The opening concert of the NFM Leopoldinum Orchestra will be conducted by its new Artistic Director, violinist and conductor Alexander Sitkovetsky, who took his first steps in music under the guidance of Yehudi Menuhin. The programme includes compositions by Felix Mendelssohn, Max Bruch and Rodion Shchedrin.
The first piece will be Felix Mendelssohn Tenth Symphony in B minor for strings. This one-movement work is part of his thirteen early symphonies. They were composed between 1821 and 1823, when Mendelssohn was between twelve and fourteen years old! The Tenth Symphony is divided into sections that contrast with each other in terms of tempo and expression. It opens with a slow, meditative introduction, followed by a faster-paced section, which accelerates even more in the finale. In his early works, Mendelssohn was fixated on Classical models: the works of Joseph Haydn and Wolfgang Amadeus Mozart, but this youthful symphony cannot be denied great melodic invention and charm.

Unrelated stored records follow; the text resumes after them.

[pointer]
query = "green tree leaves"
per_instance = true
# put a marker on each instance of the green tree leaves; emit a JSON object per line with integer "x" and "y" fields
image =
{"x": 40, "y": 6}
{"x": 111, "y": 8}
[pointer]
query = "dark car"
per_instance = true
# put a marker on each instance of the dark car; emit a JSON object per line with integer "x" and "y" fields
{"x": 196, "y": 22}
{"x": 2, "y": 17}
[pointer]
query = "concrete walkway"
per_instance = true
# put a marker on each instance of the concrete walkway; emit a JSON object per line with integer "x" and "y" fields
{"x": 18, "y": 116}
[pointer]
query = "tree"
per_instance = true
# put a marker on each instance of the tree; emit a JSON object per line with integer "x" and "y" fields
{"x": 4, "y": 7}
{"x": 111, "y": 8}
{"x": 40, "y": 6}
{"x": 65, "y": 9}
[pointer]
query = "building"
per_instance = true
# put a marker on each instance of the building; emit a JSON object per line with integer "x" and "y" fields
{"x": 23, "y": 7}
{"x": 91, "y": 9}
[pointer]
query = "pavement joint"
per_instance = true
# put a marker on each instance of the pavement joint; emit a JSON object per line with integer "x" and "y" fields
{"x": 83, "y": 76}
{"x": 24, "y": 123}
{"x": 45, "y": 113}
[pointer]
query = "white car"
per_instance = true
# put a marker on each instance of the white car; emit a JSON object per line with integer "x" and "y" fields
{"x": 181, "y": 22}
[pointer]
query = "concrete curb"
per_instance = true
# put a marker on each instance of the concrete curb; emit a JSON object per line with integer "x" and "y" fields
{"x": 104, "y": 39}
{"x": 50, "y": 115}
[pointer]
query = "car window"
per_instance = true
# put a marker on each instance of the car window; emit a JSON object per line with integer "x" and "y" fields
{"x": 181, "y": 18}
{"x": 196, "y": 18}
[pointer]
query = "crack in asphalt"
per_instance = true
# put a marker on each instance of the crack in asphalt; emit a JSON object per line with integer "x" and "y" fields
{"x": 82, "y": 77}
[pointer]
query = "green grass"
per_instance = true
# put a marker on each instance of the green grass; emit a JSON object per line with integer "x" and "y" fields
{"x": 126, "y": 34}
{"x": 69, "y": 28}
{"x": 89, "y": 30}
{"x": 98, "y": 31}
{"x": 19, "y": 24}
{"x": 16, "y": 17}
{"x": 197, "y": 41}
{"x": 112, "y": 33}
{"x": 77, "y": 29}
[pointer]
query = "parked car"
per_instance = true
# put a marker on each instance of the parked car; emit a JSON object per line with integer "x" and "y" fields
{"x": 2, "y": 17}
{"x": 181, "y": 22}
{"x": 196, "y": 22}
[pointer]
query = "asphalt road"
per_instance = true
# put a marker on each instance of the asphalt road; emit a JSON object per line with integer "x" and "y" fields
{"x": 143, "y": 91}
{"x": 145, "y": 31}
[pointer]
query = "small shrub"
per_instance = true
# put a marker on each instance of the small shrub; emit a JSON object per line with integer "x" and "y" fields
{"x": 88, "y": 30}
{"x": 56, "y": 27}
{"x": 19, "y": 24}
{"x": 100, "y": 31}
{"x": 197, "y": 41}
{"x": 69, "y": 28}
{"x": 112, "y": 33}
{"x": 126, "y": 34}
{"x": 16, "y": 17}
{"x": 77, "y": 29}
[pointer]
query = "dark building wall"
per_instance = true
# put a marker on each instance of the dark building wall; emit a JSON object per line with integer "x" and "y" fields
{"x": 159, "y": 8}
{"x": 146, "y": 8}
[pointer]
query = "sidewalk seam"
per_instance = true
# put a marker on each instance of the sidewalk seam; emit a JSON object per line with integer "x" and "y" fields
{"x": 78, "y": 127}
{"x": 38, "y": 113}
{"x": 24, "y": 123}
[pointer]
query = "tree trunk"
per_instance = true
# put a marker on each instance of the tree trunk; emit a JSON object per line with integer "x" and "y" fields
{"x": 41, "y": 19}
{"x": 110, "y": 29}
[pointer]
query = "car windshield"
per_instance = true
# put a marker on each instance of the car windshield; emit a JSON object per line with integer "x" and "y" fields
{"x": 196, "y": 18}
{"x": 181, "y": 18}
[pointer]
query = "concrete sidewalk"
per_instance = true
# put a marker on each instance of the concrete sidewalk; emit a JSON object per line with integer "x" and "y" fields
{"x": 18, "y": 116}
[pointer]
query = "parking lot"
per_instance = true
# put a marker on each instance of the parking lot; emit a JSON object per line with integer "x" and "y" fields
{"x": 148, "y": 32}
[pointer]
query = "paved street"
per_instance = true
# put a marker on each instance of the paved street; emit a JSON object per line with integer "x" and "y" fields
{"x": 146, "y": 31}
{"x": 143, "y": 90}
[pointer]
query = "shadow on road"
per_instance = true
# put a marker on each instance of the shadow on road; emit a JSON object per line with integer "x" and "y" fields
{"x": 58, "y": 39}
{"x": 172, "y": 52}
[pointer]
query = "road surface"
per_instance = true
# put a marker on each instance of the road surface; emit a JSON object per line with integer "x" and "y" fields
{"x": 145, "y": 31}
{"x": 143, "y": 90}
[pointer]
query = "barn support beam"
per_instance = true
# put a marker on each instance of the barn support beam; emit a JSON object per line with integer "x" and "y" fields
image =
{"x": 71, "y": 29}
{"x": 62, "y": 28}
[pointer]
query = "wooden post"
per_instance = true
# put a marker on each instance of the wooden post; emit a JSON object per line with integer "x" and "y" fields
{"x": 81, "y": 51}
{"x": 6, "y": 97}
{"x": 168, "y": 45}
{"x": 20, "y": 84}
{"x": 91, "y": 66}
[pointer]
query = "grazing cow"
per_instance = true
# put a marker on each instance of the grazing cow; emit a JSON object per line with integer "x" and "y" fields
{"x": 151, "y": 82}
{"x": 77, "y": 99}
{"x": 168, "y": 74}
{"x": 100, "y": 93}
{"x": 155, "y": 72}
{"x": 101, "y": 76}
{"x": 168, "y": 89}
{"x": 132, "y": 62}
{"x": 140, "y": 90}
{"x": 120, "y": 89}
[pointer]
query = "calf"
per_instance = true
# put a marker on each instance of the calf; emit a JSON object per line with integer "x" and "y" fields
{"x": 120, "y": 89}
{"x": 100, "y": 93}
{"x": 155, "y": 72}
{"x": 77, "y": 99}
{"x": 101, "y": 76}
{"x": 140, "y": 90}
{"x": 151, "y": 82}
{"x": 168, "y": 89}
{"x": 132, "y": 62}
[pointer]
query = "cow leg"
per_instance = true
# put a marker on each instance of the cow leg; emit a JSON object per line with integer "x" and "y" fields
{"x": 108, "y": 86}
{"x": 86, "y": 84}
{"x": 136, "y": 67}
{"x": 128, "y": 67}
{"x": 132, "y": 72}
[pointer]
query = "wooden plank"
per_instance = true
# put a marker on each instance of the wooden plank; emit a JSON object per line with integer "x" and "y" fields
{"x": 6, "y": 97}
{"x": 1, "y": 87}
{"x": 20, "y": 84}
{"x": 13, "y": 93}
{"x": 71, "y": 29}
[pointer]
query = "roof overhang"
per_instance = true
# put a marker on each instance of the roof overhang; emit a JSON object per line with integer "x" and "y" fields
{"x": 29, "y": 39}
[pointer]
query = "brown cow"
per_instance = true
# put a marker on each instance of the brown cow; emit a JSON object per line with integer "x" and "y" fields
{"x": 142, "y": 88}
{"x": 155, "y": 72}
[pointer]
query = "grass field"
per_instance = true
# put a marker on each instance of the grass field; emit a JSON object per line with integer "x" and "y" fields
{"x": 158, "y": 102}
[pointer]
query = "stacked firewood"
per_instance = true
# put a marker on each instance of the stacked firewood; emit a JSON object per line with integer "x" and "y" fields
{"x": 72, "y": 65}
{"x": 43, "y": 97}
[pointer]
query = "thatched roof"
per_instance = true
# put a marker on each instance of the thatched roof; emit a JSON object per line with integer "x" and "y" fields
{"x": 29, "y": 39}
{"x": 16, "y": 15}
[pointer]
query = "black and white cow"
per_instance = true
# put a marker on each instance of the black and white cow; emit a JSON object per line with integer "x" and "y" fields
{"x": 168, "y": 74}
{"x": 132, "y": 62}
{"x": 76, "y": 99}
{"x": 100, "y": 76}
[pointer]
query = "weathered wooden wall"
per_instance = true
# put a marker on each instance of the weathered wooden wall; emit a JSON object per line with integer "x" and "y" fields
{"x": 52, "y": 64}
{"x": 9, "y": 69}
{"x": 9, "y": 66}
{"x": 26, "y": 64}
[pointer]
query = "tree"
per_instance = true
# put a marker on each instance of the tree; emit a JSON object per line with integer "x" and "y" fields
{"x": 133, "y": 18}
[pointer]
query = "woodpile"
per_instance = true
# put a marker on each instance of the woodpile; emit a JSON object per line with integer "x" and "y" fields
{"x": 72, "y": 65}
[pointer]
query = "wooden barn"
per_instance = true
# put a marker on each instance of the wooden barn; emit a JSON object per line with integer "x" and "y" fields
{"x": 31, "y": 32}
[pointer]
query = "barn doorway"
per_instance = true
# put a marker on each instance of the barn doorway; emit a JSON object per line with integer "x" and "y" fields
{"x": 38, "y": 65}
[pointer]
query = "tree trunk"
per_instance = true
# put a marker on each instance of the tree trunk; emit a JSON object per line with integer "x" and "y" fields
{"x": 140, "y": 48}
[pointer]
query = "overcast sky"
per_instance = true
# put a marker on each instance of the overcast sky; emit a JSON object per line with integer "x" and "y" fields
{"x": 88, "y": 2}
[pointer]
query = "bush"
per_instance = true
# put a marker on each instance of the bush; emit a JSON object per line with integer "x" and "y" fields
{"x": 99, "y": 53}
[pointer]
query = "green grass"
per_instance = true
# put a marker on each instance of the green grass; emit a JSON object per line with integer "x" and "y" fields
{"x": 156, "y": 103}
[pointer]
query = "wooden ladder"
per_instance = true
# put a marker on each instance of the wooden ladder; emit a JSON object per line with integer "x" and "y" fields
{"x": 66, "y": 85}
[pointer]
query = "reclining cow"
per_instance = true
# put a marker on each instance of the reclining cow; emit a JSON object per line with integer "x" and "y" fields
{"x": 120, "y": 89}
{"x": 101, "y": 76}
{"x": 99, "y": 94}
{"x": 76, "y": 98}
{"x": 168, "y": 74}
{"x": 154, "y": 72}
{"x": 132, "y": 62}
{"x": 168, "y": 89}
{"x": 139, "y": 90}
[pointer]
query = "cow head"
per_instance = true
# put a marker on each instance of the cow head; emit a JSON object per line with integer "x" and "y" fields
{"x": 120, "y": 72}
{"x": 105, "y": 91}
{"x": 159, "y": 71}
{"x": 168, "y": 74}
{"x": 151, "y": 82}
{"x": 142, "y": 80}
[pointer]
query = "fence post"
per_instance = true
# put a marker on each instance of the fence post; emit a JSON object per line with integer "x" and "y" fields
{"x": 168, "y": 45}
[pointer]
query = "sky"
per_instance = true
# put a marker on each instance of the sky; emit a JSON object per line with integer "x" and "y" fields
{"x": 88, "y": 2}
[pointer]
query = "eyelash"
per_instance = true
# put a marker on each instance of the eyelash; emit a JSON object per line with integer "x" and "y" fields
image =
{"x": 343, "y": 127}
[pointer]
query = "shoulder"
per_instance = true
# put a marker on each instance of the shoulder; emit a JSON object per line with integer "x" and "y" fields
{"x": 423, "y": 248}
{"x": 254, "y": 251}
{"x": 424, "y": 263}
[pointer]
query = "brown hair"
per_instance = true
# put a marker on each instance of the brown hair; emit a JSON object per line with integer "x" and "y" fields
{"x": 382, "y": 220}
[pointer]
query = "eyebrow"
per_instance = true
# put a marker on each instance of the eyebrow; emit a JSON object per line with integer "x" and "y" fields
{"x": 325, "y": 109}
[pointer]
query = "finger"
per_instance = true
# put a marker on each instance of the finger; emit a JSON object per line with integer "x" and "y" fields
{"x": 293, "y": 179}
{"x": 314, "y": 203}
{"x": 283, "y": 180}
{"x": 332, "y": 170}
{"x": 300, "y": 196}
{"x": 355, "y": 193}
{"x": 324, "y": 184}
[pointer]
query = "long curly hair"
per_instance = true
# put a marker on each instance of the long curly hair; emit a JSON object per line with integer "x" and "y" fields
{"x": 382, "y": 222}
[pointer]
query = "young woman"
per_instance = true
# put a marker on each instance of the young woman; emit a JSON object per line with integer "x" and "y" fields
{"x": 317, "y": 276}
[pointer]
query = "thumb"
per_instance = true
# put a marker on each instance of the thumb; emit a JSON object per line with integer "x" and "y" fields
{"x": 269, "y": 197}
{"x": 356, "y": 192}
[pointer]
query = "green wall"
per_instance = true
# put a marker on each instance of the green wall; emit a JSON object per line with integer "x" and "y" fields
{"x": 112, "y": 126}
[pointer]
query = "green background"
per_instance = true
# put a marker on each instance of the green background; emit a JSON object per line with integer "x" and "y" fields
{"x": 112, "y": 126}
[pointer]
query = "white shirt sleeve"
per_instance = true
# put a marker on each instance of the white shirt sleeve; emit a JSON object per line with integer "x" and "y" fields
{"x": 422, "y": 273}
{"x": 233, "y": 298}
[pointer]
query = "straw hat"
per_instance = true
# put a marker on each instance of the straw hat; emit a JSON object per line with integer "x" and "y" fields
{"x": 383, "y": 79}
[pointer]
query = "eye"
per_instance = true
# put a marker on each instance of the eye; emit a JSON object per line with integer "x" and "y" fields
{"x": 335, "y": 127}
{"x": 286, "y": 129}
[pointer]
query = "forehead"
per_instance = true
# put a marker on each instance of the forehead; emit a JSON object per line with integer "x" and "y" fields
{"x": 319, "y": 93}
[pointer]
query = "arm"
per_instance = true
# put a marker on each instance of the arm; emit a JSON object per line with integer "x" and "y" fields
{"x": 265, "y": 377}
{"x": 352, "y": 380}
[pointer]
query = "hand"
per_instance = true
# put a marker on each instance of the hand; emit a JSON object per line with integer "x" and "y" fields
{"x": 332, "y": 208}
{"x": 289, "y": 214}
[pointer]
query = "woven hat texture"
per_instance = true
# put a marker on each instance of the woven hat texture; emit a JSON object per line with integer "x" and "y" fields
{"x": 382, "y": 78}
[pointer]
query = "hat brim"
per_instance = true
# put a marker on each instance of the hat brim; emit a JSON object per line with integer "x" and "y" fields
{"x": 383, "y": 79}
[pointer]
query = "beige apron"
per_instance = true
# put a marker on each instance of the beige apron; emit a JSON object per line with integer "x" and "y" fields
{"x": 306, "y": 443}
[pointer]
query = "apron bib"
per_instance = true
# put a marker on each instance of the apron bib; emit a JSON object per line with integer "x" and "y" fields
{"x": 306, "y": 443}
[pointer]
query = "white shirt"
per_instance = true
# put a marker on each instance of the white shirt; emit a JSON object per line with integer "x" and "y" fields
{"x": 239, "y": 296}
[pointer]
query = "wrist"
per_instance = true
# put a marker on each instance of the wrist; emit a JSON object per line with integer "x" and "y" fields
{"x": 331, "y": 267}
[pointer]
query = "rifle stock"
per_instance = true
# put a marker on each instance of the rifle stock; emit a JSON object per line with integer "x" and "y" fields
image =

Then we will listen to the Concerto in G minor, the most popular composition by Max Bruch, an author belonging to the same generation as Johannes Brahms, Edvard Grieg and Pyotr Tchaikovsky. The work was written in 1866, when the artist was twenty-eight years old. Although Bruch wrote two more violin concertos, none of them matched the popularity of this early composition, full of joy and great charm. It is light, sunny, energetic, definitely more lyrical than showy. The evening will end with the Carmen Suite for strings and percussion. Its author is Rodion Shchedrin, who used here the thematic material of Georges Bizet’s opera. The Russian composer wrote it for his wife, the prima ballerina of the Bolshoi Theatre, Maya Plisetskaya. The result is an extremely colourful and accessible work. Bizet’s melodies are perfectly recognizable in it but transformed in a very ingenious way – thanks to intriguing instrumentation, changes of registers, playing with colours or shifting accents, they give the impression of something new. Shchedrin’s arrangement, full of humour and invention, quickly gained great popularity.